Adiponectin is one of the adipokines that has been described to increase insulin sensitivity, while there are data supporting that it has anti-inflammatory properties. As stated previously, low levels of adiponectin have been described in patients with T2DM or obesity [21]. It is believed that pro-inflammatory factors produced by adipose tissue suppress adiponection production and thus increase insulin resistance. Nevertheless, the relationship between adiponectin and inflammation seems to be more complex. In contrast to obesity, in diseases with chronic inflammation like RA and SLE, increased levels of adiponectin have been found, while in vitro data with chondrocytes and synovial fibroblasts suggest that adiponectin may exert pro-inflammatory effects [64, 65]. These apparently controversial data pose more questions about the relationship between adiponectin, inflammation, and insulin signaling which should be addressed.

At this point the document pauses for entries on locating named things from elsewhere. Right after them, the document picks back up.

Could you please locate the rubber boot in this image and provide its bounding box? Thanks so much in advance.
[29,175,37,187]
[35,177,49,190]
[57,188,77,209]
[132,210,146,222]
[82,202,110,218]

Systemic lupus erythematosus

El Magadmi and colleagues [66] assessed insulin resistance in a group of women with SLE (n = 44, mean age 50.5 years) and compared them with age-matched controls. They found that SLE patients had significantly lower insulin sensitivity (HOMA-S; P < 0.01), but HOMA-S did not correlate to disease activity or steroid therapy. The prevalence of MetS according to NCEP criteria in this small group was 18%. On the other hand, Chung and colleagues [67] assessed MetS prevalence in an SLE cohort (n = 102, mean age 40 years, 91% women) and compared them to age- and gender-matched controls (n = 101). Insulin resistance was more prevalent in patients (44% versus 25%; P = 0.005) and the prevalence of the WHO-MetS was higher in patients (32.4% versus 10.9%; P < 0.001). Although the NCEP-MetS was more prevalent in patients than controls, this was not statistically significant (29.4% versus 19.8%; P = 0.14), probably because the study was underpowered to detect small differences. In this cohort, the presence of MetS correlated to higher CRP levels, but neither lupus activity nor damage scores were associated with MetS. The authors concluded that MetS is more prevalent in lupus patients, while the correlation of MetS with inflammatory markers underscores a possible common link between chronic inflammation and increased cardiovascular risk in SLE patients.

Ankylosing spondylitis

A small (n = 24) controlled study by Malesci and colleagues [68] found that ankylosing spondylitis (AS) patients had a higher prevalence of NCEP-MetS compared with controls (45.8% versus 10.5%; P = 0.02). In a cohort of AS male patients (n = 63, mean age 40 years) treated with anti-TNF-α agents, we investigated the prevalence of MetS according to NCEP criteria and compared the cohort to age-matched controls. MetS was more prevalent in AS patients (34.9% versus 19%; P < 0.01), whereas AS patients with MetS had higher disease activity (Bath Ankylosing Spondylitis Activity Index; P < 0.05) (P.I. Sidiropoulos, S.A. Karvounaris, D.T. Boumpas, manuscript submitted).

Conclusion

Patients with chronic inflammatory rheumatic diseases have an increased risk for CVD morbidity and mortality. In these patients, a high prevalence of traditional risk factors and MetS has been found. These data, albeit circumstantial, point out chronic inflammation as one of the key contributors to MetS and accelerated atherosclerosis. Aggressive treatment of both underlying disease–to lessen the inflammatory burden–as well as the elimination of traditional risk factors may reduce CVD morbidity and mortality. Assessment of both MetS along with the 10-year risk assessment for CVD events should be applied to identify patients in greater need for lifestyle modification and/or drug therapy.